Imaging and Analysis

Images were digitally captured using a CoolSNAPHQ CCD camera mounted on a Zeiss Axiovert 200 M microscope and analyzed using SlideBook software (Intelligent Imaging Innovations). Individual nerves and synapses were optically sectioned at 0.5 μm using a piezoelectric-driven z-drive controlling the position of a Zeiss Plan-Apochromat 100× oil immersion objective (NA = 1.4). Images were deconvolved with the nearest neighbor algorithm, and Z stacks were combined into a single projection image. For quantification of Brp fluorescence within nerves, the maximum fluorescence intensity of each Brp punctum within a nerve area was determined for each 2D projection image using a semiautomated procedure as described previously (Massaro et al., 2009; Heckscher et al., 2007). Image stacks were taken at the same exposure from animals projected into a single 3D stack before masking. No alterations were made to the images before quantification.
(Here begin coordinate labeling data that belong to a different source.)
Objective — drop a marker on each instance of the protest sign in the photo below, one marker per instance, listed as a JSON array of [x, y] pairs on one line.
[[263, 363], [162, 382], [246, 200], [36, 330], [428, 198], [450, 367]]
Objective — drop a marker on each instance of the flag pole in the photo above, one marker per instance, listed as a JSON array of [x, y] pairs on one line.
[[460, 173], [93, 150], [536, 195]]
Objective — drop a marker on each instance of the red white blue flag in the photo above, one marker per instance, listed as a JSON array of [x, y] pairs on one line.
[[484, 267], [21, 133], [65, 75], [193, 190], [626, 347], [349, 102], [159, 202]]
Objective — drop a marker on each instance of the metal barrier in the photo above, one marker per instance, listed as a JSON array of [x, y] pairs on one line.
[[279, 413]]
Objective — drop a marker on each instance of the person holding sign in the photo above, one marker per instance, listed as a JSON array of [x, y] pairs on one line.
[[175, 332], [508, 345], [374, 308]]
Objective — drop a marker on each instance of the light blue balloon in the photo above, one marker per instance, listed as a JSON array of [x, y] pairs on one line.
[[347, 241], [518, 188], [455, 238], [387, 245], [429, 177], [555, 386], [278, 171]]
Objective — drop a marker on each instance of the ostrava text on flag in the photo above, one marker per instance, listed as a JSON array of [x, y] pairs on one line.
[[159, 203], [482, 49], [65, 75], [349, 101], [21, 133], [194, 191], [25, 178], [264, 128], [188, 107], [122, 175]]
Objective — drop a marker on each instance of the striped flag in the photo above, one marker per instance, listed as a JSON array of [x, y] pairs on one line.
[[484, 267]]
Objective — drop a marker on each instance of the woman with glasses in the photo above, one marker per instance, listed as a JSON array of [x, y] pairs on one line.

NMJ Degeneration Quantification

Degeneration was scored at 40× magnification with the observer being blind to the genotype. Segments A2–A6 were counted, and a degenerative event was defined as an area of the NMJ with clearly defined postsynaptic Dlg staining without any apposing presynaptic Brp staining.

EM

Wild-type third-instar larvae were prepared for EM as described (Pielage et al., 2011).

Electrophysiology

Recordings were made in HL3 saline (Ca²⁺ 0.4 mM, Mg²⁺ 10 mM) from muscle 6 in abdominal segment 3 of third-instar larvae as previously described (Massaro et al., 2009). Measurements of EPSP and spontaneous miniature release event amplitudes were made using semiautomated routines in Mini Analysis software (Synapsoft). Recordings were accepted for measurement with resting potentials more hyperpolarized than −60 mV and with input resistances greater than 5 MΩ.

FRAP

FRAP experiments were performed within single axons projecting to muscle 4 (segments A2 and A3) of wandering third-instar larvae. See Supplemental Experimental Procedures.